The question now is, what are the chances of success if negotiations resume? A realistic view would suggest that the Syrian-Israeli peace process has taken a giant step backward since its hopeful era during the 1990s. The issues then were simpler, mainly bi-national and the leaders in Damascus, Tel Aviv and Washington wanted peace and could make it. Now the process is not bi-national and no longer centers on Rabin's four legs of the table, nor is it certain that all three relevant leaders want peace and can make it.
For Syria, there are three red lines that cannot be crossed: the Egyptian-Israeli peace treaty entailing total Israeli withdrawal, Rabin's commitment to withdraw to the June 4, 1967 line and the 85 percent of the agreed-upon issues that the Syrians would be reluctant to reconsider.
In Israel there is the notion among some that the Golan has been silent for decades, hence why tamper with it. And there is a weak and divided leadership with no clear vision except demanding of Syria to divest itself of a potentially nuclear Iran, a militarily victorious Hizballah and a politically victorious Hamas--demands that provide a prescription for failure.
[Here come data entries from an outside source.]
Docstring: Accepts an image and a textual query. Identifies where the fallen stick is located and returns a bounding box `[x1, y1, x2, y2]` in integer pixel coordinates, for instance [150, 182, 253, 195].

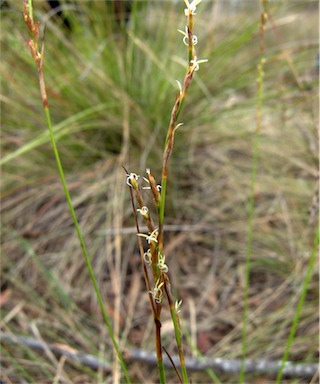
[1, 332, 318, 379]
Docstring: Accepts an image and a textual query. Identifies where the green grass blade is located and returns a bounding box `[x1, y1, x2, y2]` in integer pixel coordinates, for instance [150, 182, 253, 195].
[240, 129, 260, 383]
[43, 106, 131, 383]
[0, 104, 108, 166]
[276, 228, 319, 383]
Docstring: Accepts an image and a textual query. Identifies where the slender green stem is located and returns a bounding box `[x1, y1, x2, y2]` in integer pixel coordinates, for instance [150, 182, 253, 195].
[158, 359, 166, 384]
[27, 0, 33, 22]
[159, 95, 185, 230]
[240, 3, 267, 382]
[240, 129, 259, 384]
[164, 279, 188, 383]
[23, 1, 130, 380]
[181, 321, 222, 384]
[44, 107, 131, 383]
[169, 307, 188, 383]
[276, 228, 319, 383]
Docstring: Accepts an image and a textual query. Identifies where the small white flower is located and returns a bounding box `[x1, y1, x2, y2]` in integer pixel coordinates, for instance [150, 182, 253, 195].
[174, 123, 184, 132]
[157, 252, 168, 273]
[175, 300, 183, 314]
[190, 56, 208, 71]
[143, 249, 152, 266]
[137, 206, 149, 217]
[149, 278, 164, 304]
[137, 228, 158, 244]
[178, 26, 198, 46]
[184, 0, 202, 16]
[126, 172, 139, 187]
[176, 80, 183, 95]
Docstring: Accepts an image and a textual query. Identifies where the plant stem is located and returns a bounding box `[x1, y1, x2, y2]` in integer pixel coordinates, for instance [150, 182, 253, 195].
[240, 2, 267, 382]
[155, 311, 166, 384]
[276, 228, 319, 383]
[158, 56, 194, 255]
[23, 2, 130, 381]
[240, 130, 259, 384]
[164, 277, 188, 383]
[27, 0, 33, 22]
[45, 99, 131, 384]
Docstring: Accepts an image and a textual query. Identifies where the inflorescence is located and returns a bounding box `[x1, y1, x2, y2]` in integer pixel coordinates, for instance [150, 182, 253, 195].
[126, 0, 207, 306]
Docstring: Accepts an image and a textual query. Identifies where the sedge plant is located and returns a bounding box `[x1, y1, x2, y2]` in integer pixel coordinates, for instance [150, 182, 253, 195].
[125, 1, 207, 383]
[23, 0, 207, 382]
[6, 1, 316, 382]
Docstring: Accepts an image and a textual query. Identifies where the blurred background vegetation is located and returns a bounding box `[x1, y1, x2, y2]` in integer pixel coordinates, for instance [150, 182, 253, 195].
[1, 0, 318, 383]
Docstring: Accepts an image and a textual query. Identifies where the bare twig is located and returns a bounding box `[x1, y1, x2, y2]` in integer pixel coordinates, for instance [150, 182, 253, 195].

As for the US, negotiations will get nowhere without Washington's full participation. No one, Turkey included, can provide what is needed for success except Washington: pressuring both sides, assisting in the security arrangements and providing billions in funds needed to complete the deal. Washington's participation is not forthcoming in view of Bush's hostile attitude toward the Syrian leadership.
Granted, it's a gloomy picture, but there is room for hope. The Israelis must get their act together and start preparing to resume negotiations based not only on the principles set forth in Madrid but also on what was accomplished in past negotiations. And they certainly can twist Bush's arm to come along; he will depart soon anyway.
Syria is here and will continue to be here and therefore can wait. But can Israel wait? Aren't there any more Jewish prophets or sages to tell the Israelis that time is not on their side if it ever was and to stop missing every opportunity to miss an opportunity to make peace? The writing is on the wall: demography, Islamism and resistance combined will spell doom for Israel. The progress of these three factors can't be stopped but it certainly can be slowed down.
In view of the not very promising Israeli-Palestinian negotiations--that in any case entail a long-range process--peace with Syria is short-range and doable. If concluded, it will certainly be followed by a peace agreement with Lebanon. Settling the two conflicts will provide positive input for a Palestinian-Israeli peace. It will also provide Syria with the incentive to push the Palestinian and Lebanese resistance groups toward moderation, to limit its relations with Iran to bilateral interests and to look for improved relations with Washington.- Published 5/6/2008 © bitterlemons-international.org
Elias Samo is professor of international relations at American and Syrian universities.